The Department of Market Management in the southern province of Dong Nai on April 19 detected and seized banned lean-meat chemical substances from two stores in Cam My and Trang Bom Districts.

One of the market management teams discovered a store belonging to Nguyen Van Luom in Bao Binh Commune having four packages of animal feed of brand B.Complex-C and Nutri Meat. Test results showed that both products contained the banned chemical Sabultamol.
Meantime, another team in Trang Bom District seized 568 kilogrammes of animal feed without a brand name at a shop in Tay Hoa Commune. Tests showed it contained 9.9 kilogrammes of Sabultamol.
On the same day, the provincial People’s Committee worked with relevant agencies to estimate damages to honest pig-breeding farmers, due to fall in pork prices in markets throughout the country. The loss can be calculated to around VND500 billion.
Relevant agencies have petitioned to withdraw licenses of 20 veterinary medicine stores and close down 35 unsafe slaughterhouses in Trang Bom, Xuan Loc, Vinh Cuu, Cam My and Nhon Trach Districts.
On the same day, police in Thuan An Town in the southern province of Binh Duong raided a cold-storage facility at 21G/3E in Binh Hoa Commune and discovered more than 8 tonnes of decomposed cow and buffalo meat in containers.
It is worth mentioning that of the above volume of rotten and smelly decomposed meat, 2.2 tonnes of the meat was stealthily removed from the incineration site that Dong Nai Province inspectors were burning.
Market management officials in Dong Nai along with veterinary unit inspectors discovered the truck transporting this 2.2 tonnes of decomposed cow and buffalo meat in Bien Hoa City.

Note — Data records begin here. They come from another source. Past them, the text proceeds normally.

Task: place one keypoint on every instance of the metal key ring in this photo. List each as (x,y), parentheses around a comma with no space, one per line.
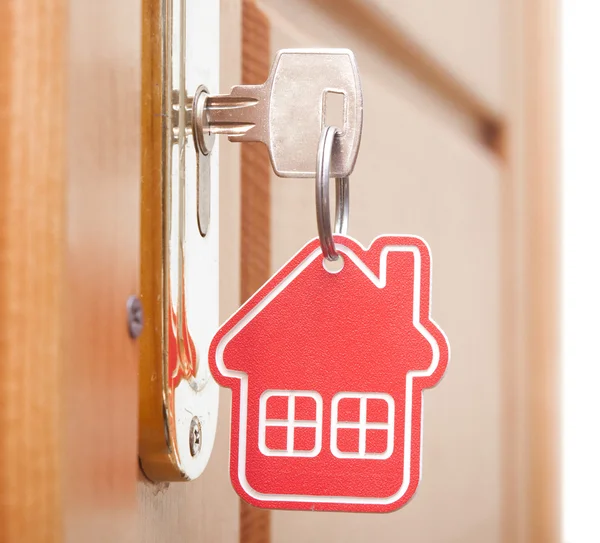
(342,196)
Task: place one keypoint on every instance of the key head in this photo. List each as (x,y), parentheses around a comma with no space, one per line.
(290,110)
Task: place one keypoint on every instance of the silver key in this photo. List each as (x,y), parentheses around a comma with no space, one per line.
(287,112)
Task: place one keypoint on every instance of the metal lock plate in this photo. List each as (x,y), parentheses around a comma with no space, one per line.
(180,272)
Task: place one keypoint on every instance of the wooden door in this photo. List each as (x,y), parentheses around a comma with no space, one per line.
(458,147)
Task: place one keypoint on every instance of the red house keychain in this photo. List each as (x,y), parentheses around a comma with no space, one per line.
(327,371)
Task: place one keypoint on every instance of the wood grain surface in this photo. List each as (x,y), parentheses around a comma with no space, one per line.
(531,276)
(207,509)
(32,252)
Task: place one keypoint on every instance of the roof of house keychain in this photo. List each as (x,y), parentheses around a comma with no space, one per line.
(327,370)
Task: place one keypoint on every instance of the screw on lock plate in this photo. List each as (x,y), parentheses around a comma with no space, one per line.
(287,112)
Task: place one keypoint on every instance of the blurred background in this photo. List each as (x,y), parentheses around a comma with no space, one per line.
(480,135)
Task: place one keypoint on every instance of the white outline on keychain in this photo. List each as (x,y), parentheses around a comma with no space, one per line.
(379,282)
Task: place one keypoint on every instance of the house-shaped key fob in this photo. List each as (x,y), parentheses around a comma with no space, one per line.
(327,371)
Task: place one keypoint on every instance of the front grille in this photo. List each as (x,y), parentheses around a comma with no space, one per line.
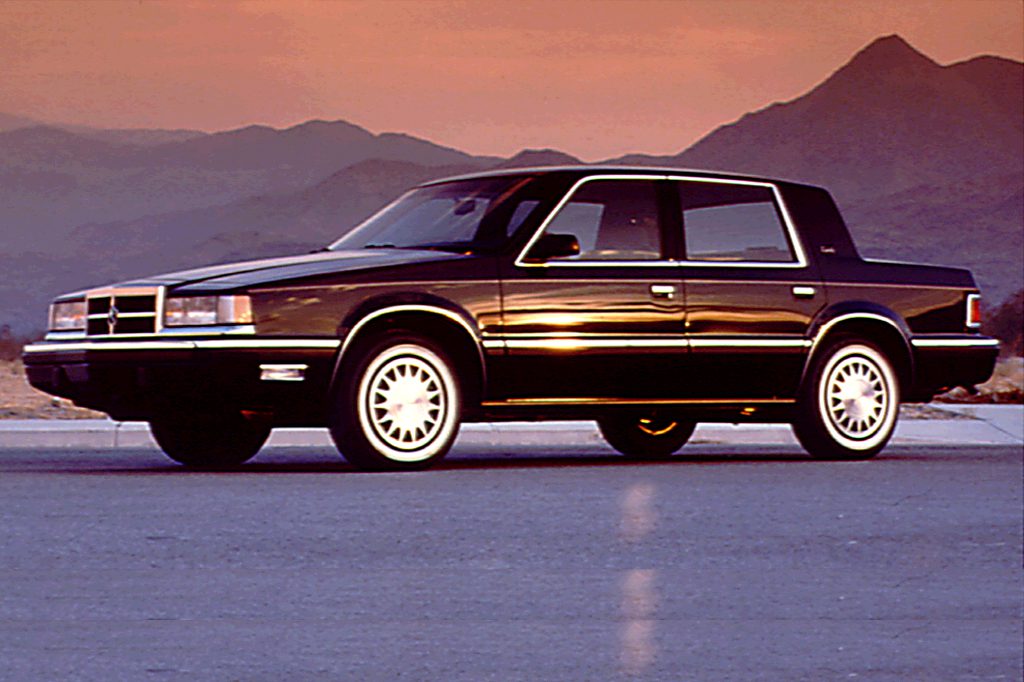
(129,311)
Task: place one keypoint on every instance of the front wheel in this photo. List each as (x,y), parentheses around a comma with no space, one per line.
(399,406)
(646,436)
(209,440)
(849,403)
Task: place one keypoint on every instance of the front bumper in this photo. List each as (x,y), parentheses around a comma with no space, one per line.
(140,378)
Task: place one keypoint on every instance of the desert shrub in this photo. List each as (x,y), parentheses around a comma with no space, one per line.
(1006,323)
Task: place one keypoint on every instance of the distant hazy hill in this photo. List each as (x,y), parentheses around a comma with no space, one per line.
(140,136)
(889,120)
(927,162)
(52,179)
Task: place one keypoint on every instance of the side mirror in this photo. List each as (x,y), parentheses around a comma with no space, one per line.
(553,246)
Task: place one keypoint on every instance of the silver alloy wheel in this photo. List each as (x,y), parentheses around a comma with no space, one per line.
(406,400)
(858,397)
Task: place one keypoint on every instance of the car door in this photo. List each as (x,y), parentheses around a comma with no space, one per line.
(605,323)
(751,290)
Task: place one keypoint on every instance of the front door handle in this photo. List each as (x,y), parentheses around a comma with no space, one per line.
(803,292)
(664,292)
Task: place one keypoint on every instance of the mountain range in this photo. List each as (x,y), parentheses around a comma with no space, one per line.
(927,162)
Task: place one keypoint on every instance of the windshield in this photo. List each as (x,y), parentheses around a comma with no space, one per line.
(448,216)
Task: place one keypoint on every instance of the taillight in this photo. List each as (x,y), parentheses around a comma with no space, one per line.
(974,310)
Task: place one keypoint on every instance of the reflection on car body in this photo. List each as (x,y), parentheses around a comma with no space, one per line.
(646,299)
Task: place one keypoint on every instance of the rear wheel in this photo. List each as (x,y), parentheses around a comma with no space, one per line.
(849,403)
(399,406)
(646,436)
(209,440)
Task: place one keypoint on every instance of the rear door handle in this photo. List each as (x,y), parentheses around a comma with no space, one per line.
(664,292)
(804,292)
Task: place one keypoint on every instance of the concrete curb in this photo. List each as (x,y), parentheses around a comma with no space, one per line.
(991,425)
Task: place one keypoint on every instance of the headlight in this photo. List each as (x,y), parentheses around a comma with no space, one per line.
(198,310)
(68,315)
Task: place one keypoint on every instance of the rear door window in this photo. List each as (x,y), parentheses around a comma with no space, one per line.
(732,223)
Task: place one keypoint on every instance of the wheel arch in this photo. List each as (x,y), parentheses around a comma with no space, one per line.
(438,321)
(871,323)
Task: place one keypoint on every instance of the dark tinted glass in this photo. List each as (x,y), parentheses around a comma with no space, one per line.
(732,222)
(612,220)
(446,216)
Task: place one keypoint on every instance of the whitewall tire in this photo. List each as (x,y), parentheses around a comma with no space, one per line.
(849,403)
(399,406)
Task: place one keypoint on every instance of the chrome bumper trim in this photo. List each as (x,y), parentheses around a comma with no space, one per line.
(955,343)
(181,344)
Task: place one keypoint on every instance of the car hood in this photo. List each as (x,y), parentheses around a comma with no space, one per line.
(252,272)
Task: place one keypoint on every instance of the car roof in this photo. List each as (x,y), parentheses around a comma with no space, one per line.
(583,170)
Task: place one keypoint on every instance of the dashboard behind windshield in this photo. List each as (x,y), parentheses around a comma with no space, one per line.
(449,216)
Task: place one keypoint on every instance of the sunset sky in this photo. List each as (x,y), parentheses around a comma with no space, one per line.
(594,79)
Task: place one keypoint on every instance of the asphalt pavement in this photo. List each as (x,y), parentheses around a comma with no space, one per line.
(515,559)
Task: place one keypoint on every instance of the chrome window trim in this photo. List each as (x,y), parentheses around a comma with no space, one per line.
(212,330)
(791,229)
(519,262)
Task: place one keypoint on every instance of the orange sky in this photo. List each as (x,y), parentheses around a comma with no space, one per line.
(595,79)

The truck’s driver, 27-year-old Nguyen Van Hoan, failed to produce any documents for the meat, saying that he was hired to transport it from Hanoi to District 12 in HCMC.
Market inspectors escorted the truck to a yard in Long Binh Ward to destroy the meat. They put all the bags of meat in a large hole in the yard and set fire to the meat using 5 litres of petrol. While the meat was still burning, the inspectors left the yard.
Seeing their absence, driver Hoan and his assistant pulled out all the bags of meat from the hole, loaded the meat back onto the truck and continued their trip to Binh Duong Province.
Tran Ngoc Son, head of the Bien Hoa veterinary centre, said the inspection team should have invited the local government of Long Binh Commune to witness the destruction to offer proof and also protect the scene. Consequently, four inspectors were asked to write letters acknowledging their wrongdoings.
On April 19, Tran Van Vinh, deputy chairman of the People’s Committee of Dong Nai Province considered suspending the four inspectors from work.